Personal information
- Full name: Adelino José Martins Batista
- Date of birth: 30 August 1971 (age 54)
- Place of birth: Malanje, Angola
- Height: 1.90 m (6 ft 3 in)
- Position(s): Midfielder

Youth career
- 1985–1987: Real Massamá
- 1987–1990: Estrela Amadora

Senior career*
- Years: Team / Apps / (Gls)
- 1990–1997: Estrela Amadora / 81 / (7)
- 1993–1994: → Campomaiorense (loan) / 9 / (0)
- 1994–1995: → Leça (loan) / 26 / (3)
- 1997: Benfica / 6 / (0)
- 1998–2000: Braga / 66 / (2)
- 2000–2003: West Bromwich Albion / 63 / (6)
- 2004–2007: Estrela Amadora / 38 / (0)
- Total:  / 289 / (18)

International career
- 1992: Portugal U21 / 1 / (0)

= Jordão (footballer, born 1971) =

Portuguese footballer

Adelino José Martins Batista (born 30 August 1971), known as Jordão, is a Portuguese former footballer who played as a defensive midfielder.

==Club career==
Born in Malanje, Portuguese Angola, Jordão made his professional debut in 1990 for Lisbon-based Estrela Amadora, but it took several years for him to become an important first-team member, also being loaned twice, to Campomaiorense and Leça, both in the second division (he also did not manage to appear regularly for the former).

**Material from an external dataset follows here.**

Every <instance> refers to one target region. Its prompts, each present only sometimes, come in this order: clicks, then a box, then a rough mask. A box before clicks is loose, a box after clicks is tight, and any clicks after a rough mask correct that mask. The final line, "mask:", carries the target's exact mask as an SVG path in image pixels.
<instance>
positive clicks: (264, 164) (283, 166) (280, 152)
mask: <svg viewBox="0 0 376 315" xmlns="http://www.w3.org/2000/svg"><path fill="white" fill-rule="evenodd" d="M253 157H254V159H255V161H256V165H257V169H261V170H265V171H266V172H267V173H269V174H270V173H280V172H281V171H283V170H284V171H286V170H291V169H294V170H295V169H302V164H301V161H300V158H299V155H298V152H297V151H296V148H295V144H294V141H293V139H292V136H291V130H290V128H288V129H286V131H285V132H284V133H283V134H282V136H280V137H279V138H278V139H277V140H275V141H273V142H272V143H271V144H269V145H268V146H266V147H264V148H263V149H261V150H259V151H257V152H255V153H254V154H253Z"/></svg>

After two solid seasons at Estrela, Jordão joined Primeira Liga club Benfica, but was soon deemed surplus to requirements following the arrival of Graeme Souness as manager, and moved to fellow league team Braga in January 1998, where he would spend an additional two campaigns.

In August 2000, having already played one league match for Braga, Jordão joined English side West Bromwich Albion for a transfer fee of £350,000, and made his debut in the same month against Barnsley. In 2001–02, he scored one of his five league goals (a career-best) in the Black Country derby win against Wolverhampton Wanderers at Molineux, helping Albion to achieve automatic promotion to the Premier League.

After 71 appearances across all competitions – only three in the top flight – and eight goals for WBA, Jordão was released in the summer of 2003, re-joining Estrela da Amadora in January of the following year and playing sparingly until his retirement three years later.